This is a linkpost for https://confusopoly.com/2019/04/03/the-optimizers-curse-wrong-way-reductions/.
Summary
I spent about two and a half years as a research analyst at GiveWell. For most of my time there, I was the point person on GiveWell’s main cost-effectiveness analyses. I’ve come to believe there are serious, underappreciated issues with the methods the effective altruism (EA) community at large uses to prioritize causes and programs. While effective altruists approach prioritization in a number of different ways, most approaches involve (a) roughly estimating the possible impacts funding opportunities could have and (b) assessing the probability that possible impacts will be realized if an opportunity is funded.
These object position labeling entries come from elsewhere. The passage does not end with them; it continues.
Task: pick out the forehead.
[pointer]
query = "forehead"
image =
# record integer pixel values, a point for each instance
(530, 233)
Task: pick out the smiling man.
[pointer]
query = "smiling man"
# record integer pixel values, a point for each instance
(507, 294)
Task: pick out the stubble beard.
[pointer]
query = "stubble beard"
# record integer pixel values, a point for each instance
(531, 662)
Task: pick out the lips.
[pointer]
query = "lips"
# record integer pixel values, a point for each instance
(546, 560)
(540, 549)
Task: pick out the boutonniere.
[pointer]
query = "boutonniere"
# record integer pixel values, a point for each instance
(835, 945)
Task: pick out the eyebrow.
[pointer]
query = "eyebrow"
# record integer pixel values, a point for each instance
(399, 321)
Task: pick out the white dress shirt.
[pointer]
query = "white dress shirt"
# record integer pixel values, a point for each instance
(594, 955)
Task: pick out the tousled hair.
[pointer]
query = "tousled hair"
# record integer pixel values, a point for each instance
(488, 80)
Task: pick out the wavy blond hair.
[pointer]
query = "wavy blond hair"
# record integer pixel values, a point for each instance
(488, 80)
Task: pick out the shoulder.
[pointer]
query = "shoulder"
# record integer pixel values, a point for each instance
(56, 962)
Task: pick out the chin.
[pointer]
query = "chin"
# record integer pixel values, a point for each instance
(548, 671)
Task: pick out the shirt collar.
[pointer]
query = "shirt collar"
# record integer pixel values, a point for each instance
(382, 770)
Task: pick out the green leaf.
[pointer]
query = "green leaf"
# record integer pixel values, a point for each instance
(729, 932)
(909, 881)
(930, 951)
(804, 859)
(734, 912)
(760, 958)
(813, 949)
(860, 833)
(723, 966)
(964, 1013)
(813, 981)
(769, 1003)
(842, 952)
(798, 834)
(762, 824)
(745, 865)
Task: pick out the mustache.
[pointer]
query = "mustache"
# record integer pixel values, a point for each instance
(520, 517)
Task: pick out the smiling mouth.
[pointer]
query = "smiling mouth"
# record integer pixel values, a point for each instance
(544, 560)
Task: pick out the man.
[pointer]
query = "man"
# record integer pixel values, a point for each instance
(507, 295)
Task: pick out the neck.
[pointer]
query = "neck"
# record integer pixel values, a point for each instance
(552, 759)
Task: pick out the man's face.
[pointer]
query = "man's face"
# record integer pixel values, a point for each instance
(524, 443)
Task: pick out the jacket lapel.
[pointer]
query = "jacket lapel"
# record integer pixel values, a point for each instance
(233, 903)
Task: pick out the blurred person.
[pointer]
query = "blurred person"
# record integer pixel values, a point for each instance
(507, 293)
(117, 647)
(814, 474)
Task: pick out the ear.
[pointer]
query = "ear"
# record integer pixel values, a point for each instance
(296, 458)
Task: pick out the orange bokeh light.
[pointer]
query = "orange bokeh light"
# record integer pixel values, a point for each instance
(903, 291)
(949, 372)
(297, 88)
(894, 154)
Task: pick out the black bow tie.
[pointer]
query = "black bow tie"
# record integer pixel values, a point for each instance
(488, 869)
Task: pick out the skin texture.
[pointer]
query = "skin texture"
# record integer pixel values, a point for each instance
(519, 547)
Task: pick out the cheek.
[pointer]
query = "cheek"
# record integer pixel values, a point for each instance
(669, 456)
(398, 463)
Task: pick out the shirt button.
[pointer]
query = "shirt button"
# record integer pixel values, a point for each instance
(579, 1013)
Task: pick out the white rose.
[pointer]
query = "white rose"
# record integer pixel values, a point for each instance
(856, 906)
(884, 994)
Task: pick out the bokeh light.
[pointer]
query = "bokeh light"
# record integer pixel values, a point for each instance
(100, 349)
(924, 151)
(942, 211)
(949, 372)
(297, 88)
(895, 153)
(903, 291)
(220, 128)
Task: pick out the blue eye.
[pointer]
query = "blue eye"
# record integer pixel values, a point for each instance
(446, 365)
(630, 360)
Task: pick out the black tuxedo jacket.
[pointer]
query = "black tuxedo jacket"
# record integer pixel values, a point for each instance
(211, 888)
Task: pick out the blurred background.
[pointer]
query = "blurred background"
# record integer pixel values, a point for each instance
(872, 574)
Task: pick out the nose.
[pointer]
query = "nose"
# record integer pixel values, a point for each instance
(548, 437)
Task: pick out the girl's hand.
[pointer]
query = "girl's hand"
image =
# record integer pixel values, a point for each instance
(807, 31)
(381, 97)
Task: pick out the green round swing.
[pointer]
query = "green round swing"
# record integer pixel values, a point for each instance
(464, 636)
I discuss the phenomenon of the optimizer’s curse: when assessments of activities’ impacts are uncertain, engaging in the activities that look most promising will tend to have a smaller impact than anticipated. I argue that the optimizer’s curse should be extremely concerning when prioritizing among funding opportunities that involve substantial, poorly understood uncertainty. I further argue that proposed Bayesian approaches to avoiding the optimizer’s curse are often unrealistic. I maintain that it is a mistake to try and understand all uncertainty in terms of precise probability estimates.
I go into a lot more detail in the full post.
FWIW, as someone who was and is broadly sympathetic to the aims of the OP, my general impression agrees with "excessive quantification in some areas of the EA but not enough of it in other areas."
(I think the full picture has more nuance than I can easily convey, e.g. rather than 'more vs. less quantification' it often seems more important to me how quantitative estimates are being used - what role they play in the overall decision-making or discussion process.)